André Magnin : les artistes africains prennent de plus en plus de place

André Magnin, pécialiste pour l’art africain contemporain.
© sf

Avec son exposition Les Magiciens de la Terre qu’il a codirigée au Centre Pompidou à Paris en 1989, André Magnin est entré dans l’histoire de l’art. Pour la première fois, un grand musée occidental avait donné une place importante à l’art africain contemporain. Après, Magnin était longtemps directeur artistique de la Contemporary African Art Collection (CAAC), la collection privée de l’Italien Jean Pigozzi. Cette collection est la plus importante du monde sur l’art africain contemporain, mais les œuvres sont rarement exposées en Afrique. Entretien.

RFI : Lors de l’anniversaire des indépendances africaines, on avait souvent l’impression qu’on mettait l’accent sur tous les domaines, la politique, l’économie, le militaire, le social, l’histoire, le social, sauf sur la culture. Pourquoi ?

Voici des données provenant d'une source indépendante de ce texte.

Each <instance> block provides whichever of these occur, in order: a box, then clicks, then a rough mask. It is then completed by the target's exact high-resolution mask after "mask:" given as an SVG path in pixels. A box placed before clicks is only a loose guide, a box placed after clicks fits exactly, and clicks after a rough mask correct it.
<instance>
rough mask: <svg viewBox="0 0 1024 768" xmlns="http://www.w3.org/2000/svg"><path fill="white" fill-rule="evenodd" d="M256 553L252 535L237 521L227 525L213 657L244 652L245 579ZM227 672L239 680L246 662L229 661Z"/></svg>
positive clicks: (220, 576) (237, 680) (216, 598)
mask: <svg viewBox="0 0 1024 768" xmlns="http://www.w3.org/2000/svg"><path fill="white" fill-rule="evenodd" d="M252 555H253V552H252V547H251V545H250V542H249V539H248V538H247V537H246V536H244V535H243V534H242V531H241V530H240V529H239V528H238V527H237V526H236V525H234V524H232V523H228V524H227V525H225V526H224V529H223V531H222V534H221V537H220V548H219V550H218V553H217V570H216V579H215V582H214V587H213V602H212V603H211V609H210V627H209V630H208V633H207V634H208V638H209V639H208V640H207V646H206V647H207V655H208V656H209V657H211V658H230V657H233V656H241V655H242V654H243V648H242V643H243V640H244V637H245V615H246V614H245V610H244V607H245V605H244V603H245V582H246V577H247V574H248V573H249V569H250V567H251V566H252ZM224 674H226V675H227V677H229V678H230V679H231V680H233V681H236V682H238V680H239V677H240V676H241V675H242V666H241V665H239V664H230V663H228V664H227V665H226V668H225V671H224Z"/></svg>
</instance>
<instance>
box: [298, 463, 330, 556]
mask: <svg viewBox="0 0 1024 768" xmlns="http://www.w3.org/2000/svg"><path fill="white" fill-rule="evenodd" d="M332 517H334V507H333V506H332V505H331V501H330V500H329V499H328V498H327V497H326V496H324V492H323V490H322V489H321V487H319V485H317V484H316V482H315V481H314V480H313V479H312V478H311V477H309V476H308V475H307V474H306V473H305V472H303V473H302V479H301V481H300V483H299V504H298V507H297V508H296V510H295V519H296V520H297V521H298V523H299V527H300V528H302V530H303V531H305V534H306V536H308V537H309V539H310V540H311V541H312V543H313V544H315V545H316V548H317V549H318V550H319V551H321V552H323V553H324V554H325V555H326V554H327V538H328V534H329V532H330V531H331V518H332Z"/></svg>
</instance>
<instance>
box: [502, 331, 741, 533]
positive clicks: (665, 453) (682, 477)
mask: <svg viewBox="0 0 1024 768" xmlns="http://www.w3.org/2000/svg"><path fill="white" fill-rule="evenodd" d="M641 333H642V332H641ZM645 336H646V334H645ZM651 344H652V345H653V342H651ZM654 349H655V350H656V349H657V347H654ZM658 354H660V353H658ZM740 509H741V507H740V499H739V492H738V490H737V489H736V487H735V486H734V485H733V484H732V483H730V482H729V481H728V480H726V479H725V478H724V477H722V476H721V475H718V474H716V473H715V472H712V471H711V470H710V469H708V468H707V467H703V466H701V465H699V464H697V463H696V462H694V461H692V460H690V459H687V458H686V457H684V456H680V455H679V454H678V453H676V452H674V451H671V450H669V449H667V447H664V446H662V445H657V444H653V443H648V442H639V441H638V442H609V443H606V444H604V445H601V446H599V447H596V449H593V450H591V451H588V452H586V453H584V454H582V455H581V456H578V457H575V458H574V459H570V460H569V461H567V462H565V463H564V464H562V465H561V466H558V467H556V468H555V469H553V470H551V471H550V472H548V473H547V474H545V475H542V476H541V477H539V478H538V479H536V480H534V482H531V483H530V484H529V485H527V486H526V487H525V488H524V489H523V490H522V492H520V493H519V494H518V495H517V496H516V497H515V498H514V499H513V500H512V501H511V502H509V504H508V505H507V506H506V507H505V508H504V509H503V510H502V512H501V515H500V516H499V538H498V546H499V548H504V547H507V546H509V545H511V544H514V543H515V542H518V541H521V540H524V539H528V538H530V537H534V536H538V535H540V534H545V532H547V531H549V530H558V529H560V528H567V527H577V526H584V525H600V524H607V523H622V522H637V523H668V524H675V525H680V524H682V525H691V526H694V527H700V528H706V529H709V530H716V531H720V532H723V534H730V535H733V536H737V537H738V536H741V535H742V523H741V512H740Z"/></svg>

André Magnin : En effet, lors qu’on voit les images télévisées de l’Afrique, c’est toujours la guerre, la corruption, les choses qui ne vont pas. Il y a au moins une chose qui va bien, c’est la culture. On sait bien dans les médias que c’est ce qui ne va pas qui fait vendre. Dans la culture africaine il y a des artistes extraordinaires. Et de plus en plus, on est en train de prendre la mesure de l’importance et de la diversité des cultures en Afrique, de la puissance des artistes : peintres, sculpteurs, photographes africains qui prennent de plus en plus de place sur le marché de l’art et dans les musées.

RFI : Avez-vous eu le sentiment que les pays africains ont mis le paquet sur la culture pour « fêter » cette année des indépendances africaines ?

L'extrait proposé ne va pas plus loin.